Given the shifting macro conditions and investment climate, Asia Alternatives believes it must demonstrate more vigilance in manager selection than before, especially in China.
Portfolio GPs in the venture capital space had begun to gravitate towards enterprise services, deep-tech, and hard-tech prior to the regulatory onslaught in their traditional consumer-internet stamping ground. The motivating factors were economic. Now, though, everything must be viewed through a policy lens as well, with all managers favouring sectors that have clear government support.
Asia Alternatives divides its exposure into red, yellow, and green zones: red for no-go areas that are not in line with China’s broad common prosperity directives; green for segments that enjoy policy tailwinds, like new energy, carbon neutrality, and electric vehicles; and yellow for those that could go either way and must be addressed with care. Xu is confident in managers’ ability to do this.
“Our GPs have grown up with many regulatory storms. This time it seems to have been swift and forceful and caught some people by surprise, but when they come back and reset their investment lenses, they are able to assess opportunities clearly,” she said. “Chinese entrepreneurs and managers have always been resilient, nimble, and adaptable to overcome cyclical challenges.”

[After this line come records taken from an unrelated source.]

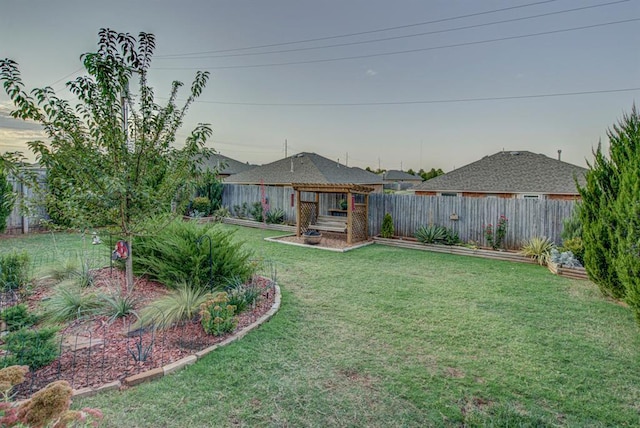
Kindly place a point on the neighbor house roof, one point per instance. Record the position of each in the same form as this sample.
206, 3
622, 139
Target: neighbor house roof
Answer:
395, 175
510, 172
226, 165
304, 168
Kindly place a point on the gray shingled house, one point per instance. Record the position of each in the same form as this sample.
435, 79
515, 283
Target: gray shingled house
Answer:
515, 174
225, 165
399, 180
306, 168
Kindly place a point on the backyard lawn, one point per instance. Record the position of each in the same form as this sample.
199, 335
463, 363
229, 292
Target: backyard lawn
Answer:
386, 337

Beyond China, Japan and South Korea are expected to account for 20-30% of Fund VI, in line with the last two fund cycles. Asia Alternatives is a fan of the small to mid-market buyout space, characterised by succession situations, corporate carve-outs, limited competition for deals, and readily available leverage. It has also noted increased deal flow in the large-cap space.
Every major market in Asia posted record levels of private equity investment in 2021 as USD 342.9bn was deployed region-wide, USD 130bn more than the previous peak in 2017. India’s transformation has been especially marked, with more capital committed in 2020 and 2021 than in the previous four years combined. The Fund VI allocation has been set at 15-25%, up from 10-20%.

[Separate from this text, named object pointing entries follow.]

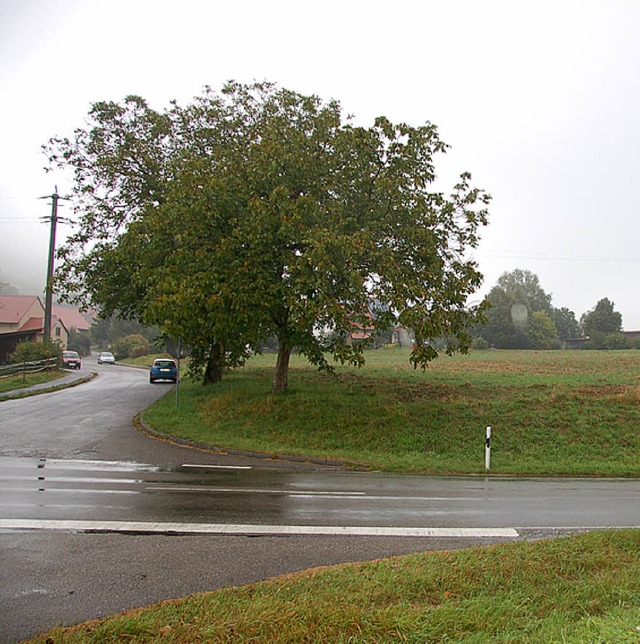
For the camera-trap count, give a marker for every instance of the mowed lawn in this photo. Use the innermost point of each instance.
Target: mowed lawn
(553, 412)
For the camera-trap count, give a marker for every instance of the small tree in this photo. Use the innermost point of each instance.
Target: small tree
(602, 320)
(541, 331)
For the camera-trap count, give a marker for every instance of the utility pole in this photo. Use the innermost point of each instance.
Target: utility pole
(48, 302)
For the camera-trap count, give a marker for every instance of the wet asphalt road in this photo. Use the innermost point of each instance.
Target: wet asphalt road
(74, 456)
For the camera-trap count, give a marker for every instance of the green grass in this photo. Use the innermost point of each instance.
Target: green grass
(574, 589)
(556, 413)
(18, 382)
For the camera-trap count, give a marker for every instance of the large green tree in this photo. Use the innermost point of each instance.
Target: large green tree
(260, 212)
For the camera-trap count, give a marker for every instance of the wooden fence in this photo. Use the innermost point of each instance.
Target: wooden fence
(28, 367)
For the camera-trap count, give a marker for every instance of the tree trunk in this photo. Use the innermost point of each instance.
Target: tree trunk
(215, 364)
(281, 378)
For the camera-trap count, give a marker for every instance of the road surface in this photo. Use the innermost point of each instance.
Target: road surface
(96, 518)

“We have seen an improvement in the general market environment in the last several years, what with digitisation and the rise of the organised economy. This accelerated after COVID-19,” said Xu. “The exit environment has also meaningfully improved, which has attracted more capital. We see more opportunities in venture and growth, and in some cases, buyouts at the large-end as well.”
Consolidation to come?
Even as private equity investment in Asia reached a new high and exits rebounded to post the second-largest total on record, fundraising has stuttered. The USD 112.5bn raised in 2021 was the lowest since 2014 and represented a fourth consecutive year of declines, according to AVCJ Research.
Some GPs in the Asia Alternatives universe have requested extensions to fundraising deadlines, largely because travel restrictions have prevented them from getting in front of LPs. Managers usually approach LPs and discuss the length of the extension and any revisions to targets prior to making a formal request. So far, LPs have largely been supportive of extensions, Xu noted.

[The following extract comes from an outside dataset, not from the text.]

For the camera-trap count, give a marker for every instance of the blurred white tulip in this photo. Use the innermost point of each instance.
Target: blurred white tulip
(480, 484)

Nevertheless, close attention is paid to the underlying quality of managers and whether they have prudent capital deployment plans, irrespective of the fact that the timing of fundraises has been disrupted. With many LPs wary of making new commitments in markets like China, the bifurcation already evident in the market could become more accentuated, leading to consolidation.
Xu is wary of reading longer-term trends from the dislocations of the past 24 months. “Whether deeper down, this affects portfolio construction or the ability of managers to raise funds, it’s a little too early to assess,” she said. “But it might not be a bad window, where only GPs with strong track records, organisations and investment judgment raise a lot of money and those that are weaker might not be able to raise funds. We’ve seen that in every market cycle.”